Além do protagonismo do aluno, a Base Nacional Comum Curricular (BNCC) propõe a maior inserção da tecnologia no processo de ensino e aprendizagem, de forma a se aproximar dos alunos das novas gerações. Isso está presente na Competência 5 da Base Nacional Comum Curricular, que consiste em: “compreender, utilizar e criar tecnologias digitais de informação e comunicação de forma crítica, significativa, reflexiva e ética nas diversas práticas sociais (incluindo as escolares), para se comunicar, acessar e disseminar informações, produzir conhecimentos, resolver problemas e exercer protagonismo e autoria na vida pessoal e coletiva”. São incontestáveis as mudanças sociais registradas nas últimas décadas. Portanto, as metodologias ativas, quando tomadas como base para o planejamento de situações de aprendizagem, poderão contribuir de forma significativa para o desenvolvimento da autonomia e motivação do estudante à medida que favorece o sentimento de pertença e de coparticipação, tendo em vista que a teorização deixa de ser o ponto de partida e passa a ser o ponto de chegada, dados os inúmeros caminhos e possibilidades que a realidade histórica e cultural dos sujeitos emana. Diante do exposto, infere-se que o professor contribui para promover a autonomia do aluno em sala de aula das seguintes formas, EXCETO:
- A)Usa linguagem informacional não controladora.

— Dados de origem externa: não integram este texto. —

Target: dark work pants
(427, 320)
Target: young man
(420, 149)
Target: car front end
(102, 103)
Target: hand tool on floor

Está correta, porque linguagem informacional e não controladora favorece a sensação de escolha e fortalece a autonomia do aluno.
- B)Demanda a aprendizagem dos alunos no ritmo de todos.
Está errada, porque impor o mesmo ritmo para todos desconsidera diferenças individuais e enfraquece a autonomia e a motivação.
- C)Nutre os recursos motivacionais internos de seus alunos.
Está correta, porque nutrir os recursos motivacionais internos estimula engajamento, autorregulação e protagonismo do estudante.
- D)Reconhece e aceita as expressões de sentimentos negativos dos alunos.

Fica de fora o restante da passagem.